The Scott Hutcheson isn’t the first boat Mr. Mowat has had, “I was owned for years by a boat called the Scotch Bonnet,” he, said. When he sold her, he built a model of the sort of boat he would love to own. Strangely he built a model similar to a boat he had known years before, the Scott Hutcheson.
The memory kept drawing him back, and finally, he went to visit her owner, Muriel Mills, a woman who had fished and had become the last of a number of owners of the boat. She too loved her, and agreed to sell the boat to Mr. Mowat, “Rather than to the divers who could never appreciate her.”
“I learned slowly, and a long time ago that you don’t own things. While you are alive you have the use of them.”

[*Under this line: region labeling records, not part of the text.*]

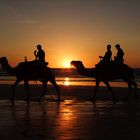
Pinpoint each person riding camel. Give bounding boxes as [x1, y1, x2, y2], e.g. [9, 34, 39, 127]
[114, 44, 124, 64]
[95, 44, 112, 67]
[34, 44, 45, 63]
[99, 45, 112, 64]
[34, 44, 48, 73]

So, she was brought to Northport, a tired derelict, and her life was renewed by the loving hands of a man who had watched her being built at Barcovan Beach in 1910, by Scott Hutcheson.
“Anything I had to do with the boat I’ve regarded as a commemoration to him, perhaps something of him that I’m keeping alive. He was a poet who never wrote a line of poetry, but there is poetry in the lines of the boat. It is as important as a poem.”